LE GRAND VITRAIL DU GRAAL
Comme dans toutes les réalisations présentes dans l'église de
Tréhorenteuc, l'abbé Gillard, à la lumière du grand vitrail,
propose plusieurs lectures, le Recteur adresse tout d'abord un
message cultuel, essence même de sa mission pastorale. Il
propose aussi une lecture idéographique à travers laquelle, par
symboles, il exprime le lien, l'harmonie et la compréhension
nécessaires entre les hommes, les cultures, les civilisations...
Par la beauté du vitrail, il se tourne enfin vers ceux qui
emportent simplement, par le plaisir des yeux, une vision
merveilleuse... avec peut-être l'envie de revenir pour tenter
d'en savoir plus.
LE LAPIN
Sur le plan symbolique, le lapin est lunaire. Dormant le jour,
il gambade la nuit. Comme la lune, il sait apparaître et
disparaître, avec le silence et l'efficacité des ombres... Par
sa nature, il est l'intermédiaire entre l'Homme, dont il est
l'animal familier, et l'Invisible.
En bas et à gauche du grand vitrail, par sa présence discrète
aux côtés d'un de ses comparses, le lapin chuchote à qui veut
bien l'entendre qu'il existe des secrets à découvrir derrière
l'apparence des images.
Le lapin est le gardien des secrets du vitrail. Il en est
aussi le passeur. À sa façon, il tend l'indispensable clé de la
"Porte est en dedans". À chacun d'ouvrir les yeux pour tenter de
décrypter le sens caché des messages.
LE GRAAL, LE CHAUDRON
Les Celtes avaient leur Graal.
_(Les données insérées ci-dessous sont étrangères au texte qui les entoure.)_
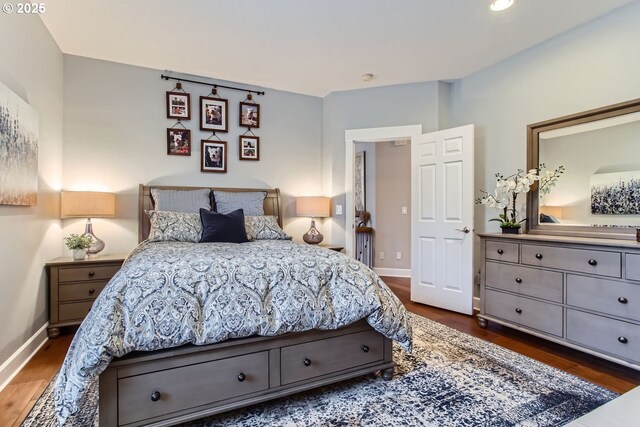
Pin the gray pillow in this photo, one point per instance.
(264, 228)
(174, 226)
(181, 200)
(251, 202)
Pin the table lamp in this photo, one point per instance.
(88, 204)
(314, 207)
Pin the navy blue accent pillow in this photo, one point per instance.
(217, 227)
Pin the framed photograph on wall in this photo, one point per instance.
(249, 115)
(213, 156)
(178, 105)
(249, 147)
(178, 142)
(213, 114)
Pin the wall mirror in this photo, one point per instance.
(599, 193)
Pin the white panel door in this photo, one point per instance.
(442, 219)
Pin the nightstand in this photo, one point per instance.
(74, 285)
(332, 247)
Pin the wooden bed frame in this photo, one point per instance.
(172, 386)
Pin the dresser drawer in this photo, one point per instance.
(604, 334)
(606, 296)
(529, 281)
(501, 251)
(632, 269)
(524, 311)
(73, 311)
(308, 360)
(190, 386)
(80, 291)
(602, 263)
(77, 274)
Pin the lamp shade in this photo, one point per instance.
(87, 204)
(317, 207)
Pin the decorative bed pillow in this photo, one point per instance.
(218, 227)
(264, 228)
(174, 226)
(181, 200)
(251, 202)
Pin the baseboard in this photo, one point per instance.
(393, 272)
(16, 362)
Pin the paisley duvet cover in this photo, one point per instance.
(172, 293)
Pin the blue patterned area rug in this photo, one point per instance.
(451, 379)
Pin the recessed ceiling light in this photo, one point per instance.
(498, 5)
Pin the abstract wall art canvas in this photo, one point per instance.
(615, 193)
(18, 150)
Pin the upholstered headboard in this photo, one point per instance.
(272, 203)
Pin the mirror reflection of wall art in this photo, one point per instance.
(18, 150)
(615, 193)
(359, 186)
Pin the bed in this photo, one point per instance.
(186, 330)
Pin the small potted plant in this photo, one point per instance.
(78, 244)
(507, 190)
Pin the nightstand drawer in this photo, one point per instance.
(73, 311)
(79, 274)
(80, 291)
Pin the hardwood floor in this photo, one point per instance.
(17, 399)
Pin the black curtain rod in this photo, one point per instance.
(215, 85)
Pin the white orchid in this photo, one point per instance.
(507, 190)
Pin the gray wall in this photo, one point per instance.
(398, 105)
(31, 66)
(115, 138)
(592, 66)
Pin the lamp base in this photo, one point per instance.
(97, 244)
(313, 236)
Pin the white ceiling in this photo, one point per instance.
(312, 46)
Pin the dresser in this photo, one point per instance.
(74, 285)
(580, 292)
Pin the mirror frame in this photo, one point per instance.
(533, 160)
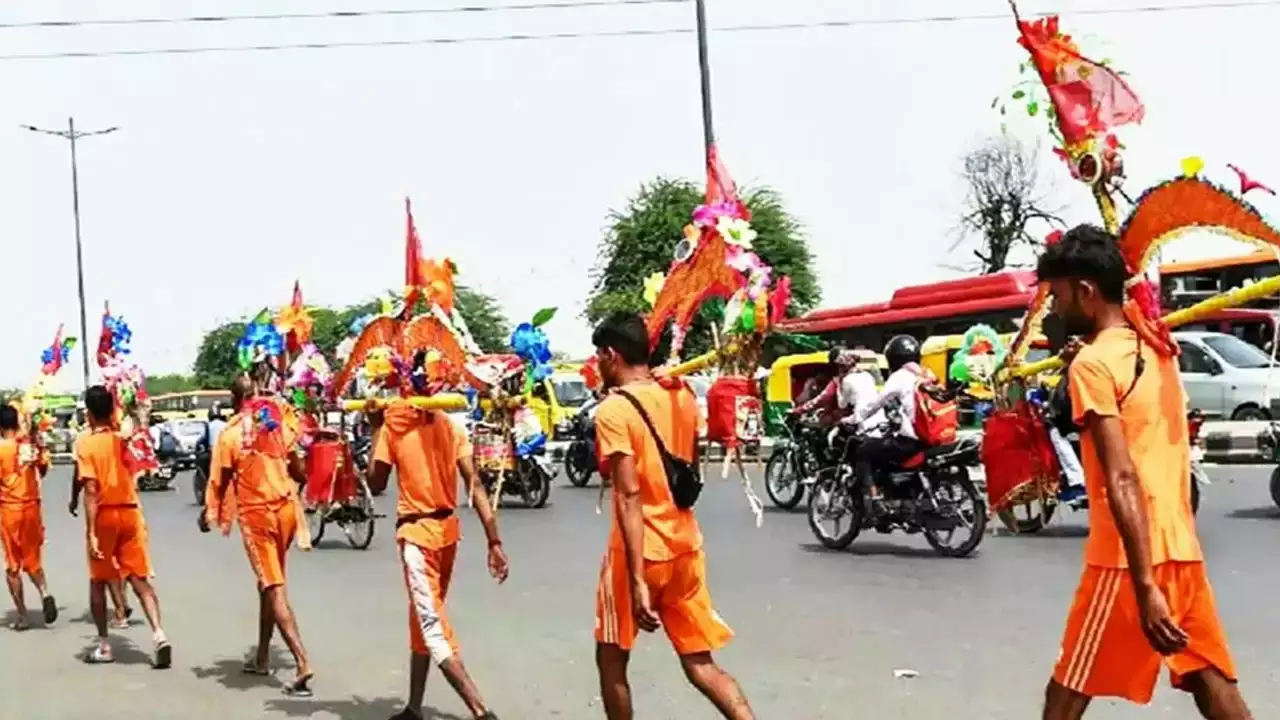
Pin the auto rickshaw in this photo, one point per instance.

Il était représenté par le
Chaudron de la Connaissance.
Chez les Chrétiens, dans la légende, le Graal a pour origine
une émeraude qui est sertie sur la couronne de l'Ange de
lumière, Lucifer. Lorsque celui-ci commet la faute, son émeraude
se détache, tombe du ciel et atterrit sur le Paradis terrestre.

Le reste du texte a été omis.